Полежи под могильною сенью

И себя приготовь к воскресенью.

Поэтому здесь возможны варианты. Возможны новые гонения на христианство, возможно засилье иных религий и иных вер, возможны новые расколы. Я думаю, что российскому государству предстоит долгий путь во искупление многих сегодняшних безобразий. И много тоже новых расколов и исторжений из себя очень многих людей. Но при этом я верю в то, что христианство неистребимо, потому что, как сказал Тертуллиан, помните: «По природе душа христианка». Душа – христианка, ничего с этим не сделать.

«Расскажите о Скалдине». Хорошая была бы тема для будущей лекции. Алексей Скалдин – это такой… Его называли последним великим прозаиком символизма, но я думаю, что он первый прозаик такого советского космизма, советской эзотерики. Он – непосредственный предшественник Андрея Платонова. И между его «Странствиями и приключениями Никодима Старшего» и платоновским «Чевенгуром» («Путешествием с открытым сердцем») находится довольно мало звеньев. Я считаю, что Платонов и есть следующее звено. Хотя считают, что проза обэриутов с отсутствием мотивации выросла из Скалдина, но, думаю, что как раз не из него, а из западного авангарда, больше всего из Майринка. Но если на то пошло, такая эзотерическая проза была очень интересной попыткой освоения российского опыта в Серебряном веке. Беда в том, что эта проза осталась либо ненаписанной (как не написаны «Веселые братья» Гумилева – его главная проза), либо она утеряна, как утерян десяток романов Скалдина.

Для меня это очень какой-то, понимаете, важный, подспудный пласт русской литературы, куда входит для меня Чаянов («Путешествие моего брата Алексея в страну крестьянской утопии»), Платонов (в том числе утраченный роман «Путешествие из Петербурга в Москву»), «Странники ночи» Даниила Андреева, которых он пытался написать заново, возродить после уничтожения в НКВД, но не сумел, насколько я знаю. Есть реконструкция Леонида Бежина. То есть для меня эти странствия и путешествия с попыткой описать Россию подпольную, Россию 30-х годов, – это важнейший извод. И началось это со скалдинского романа, вышедшего в 1917 году и поэтому никем не замеченного. Вот этот Никодим Старший – довольно интересный персонаж. У Скалдина много текстов, их сохранилось не так много в принципе, но все они изданы, и его творчество далеко не сводится к этому роману. Это такая вот позднерусская, предсоветская эзотерика, какие-то поиски бога на других путях. Вот как трудно это объяснить. Знаете, какая-то такая мистика на великом историческом переломе, какая-то попытка найти новые духовные опоры и новые ориентиры.

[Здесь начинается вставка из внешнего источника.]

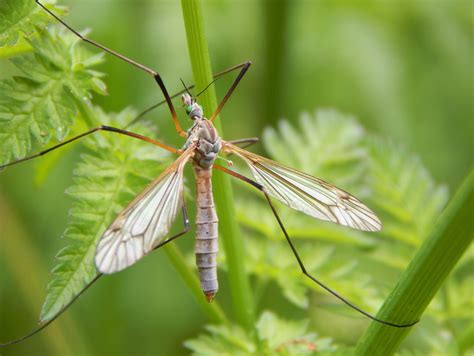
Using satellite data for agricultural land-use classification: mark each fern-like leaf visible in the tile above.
[184,311,336,356]
[41,109,167,321]
[0,26,105,164]
[239,110,447,320]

Юркун, как ни странно, в этом же ряду с его странными рассказами из цикла «Дурная компания», отчасти, может быть, и Кузмин, кстати, чья проза тоже довольно иррациональна. Это, конечно, проза абсурдистская, разговору нет, но в ней – удивительный образ России, и не христианской, не языческой, а какой-то вот таинственной страны, немножко блоковской. Кстати, Пимен Карпов, вообще сектантская литература: не будем забывать, что именно о сектах рассказывают и «Серебряный голубь», и «Веселые братья», и здесь искания в этой же области. Это, может быть, какая-то попытка создания русской религиозной мистики. В любом случае, это очень хорошо написано. Скалдин – прекрасный писатель, и очень интересный поэт. Его доклад «Душа нации» – очень близок к каким-то будущим исканиям «Южинского переулка» Мамлеева. И, кстати, как ни странно, я думаю, что проза Мамлеева, это и есть такой неосуществленный Скалдин. Это продолжение Даниила Андреева и Скалдина. Мамлеев – последний из них. Не знаю, насколько это основательно как религиозное учение, не берусь об этом судить, но как источник новых художественных средств, как источник новых жанров – это безусловно так. Я думаю, что «Шатуны» Мамлеева, а вовсе не обэриутская проза, –вот она во многом растет из текстов Скалдина, которые довольно широко читались в самиздате. Хотя лекцию я делать не готов, это надо перечитать роман.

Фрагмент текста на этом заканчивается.